Electrical stimulation combined with p27Kip1 inactivation drives proliferative neurogenic reprogramming of Mueller glia in the adult mouse retina

Mueller glial reprogramming studies demonstrate that mammalian Mueller glia can be induced to proliferate and/or engage in neural differentiation, as occurs naturally in teleost fish. A major objective is the identification of combined strategies that promote both robust proliferation and neurogenesis. These studies would benefit from a translatable screening platform that enables controlled perturbation, maintained tissue context and longitudinal analysis, such as 3D culture for first tier analysis of reprogramming strategies. Here, we validate a 3D retinal culture for Mueller glial reprogramming studies by recapitulating key signatures of an in vivo reprogramming paradigm. Next, we find that electrical stimulation (E-stim) as a tunable, extrinsic cue is sufficient to activate endogenous Ascl1 expression, indicating a state transition favorable for neurogenesis, while Mueller glia-specific p27Kip1 inactivation promotes robust, prolonged proliferation. Utilization of the lineage-tracing proliferation-history reporter H3.1-iCOUNT enabled longitudinal proliferation analysis and assessment of reprogramming outcomes within the proliferative, Mueller-derived population.
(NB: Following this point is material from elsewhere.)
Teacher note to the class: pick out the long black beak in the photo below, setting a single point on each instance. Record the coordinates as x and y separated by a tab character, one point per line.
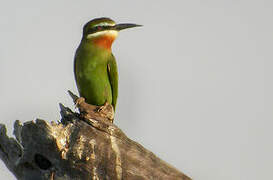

With this model, we find that E-stim and p27Kip1 inactivation in combination (ESPI) increases proliferation, endogenous Ascl1 expression, and neurogenesis of Mueller-derived cells across modalities. Together, this work establishes a 3D culture framework for discovery of combinatorial reprogramming strategies within a proliferative context and identifies ESPI as an efficient approach to proliferative, neurogenic Mueller glial reprogramming.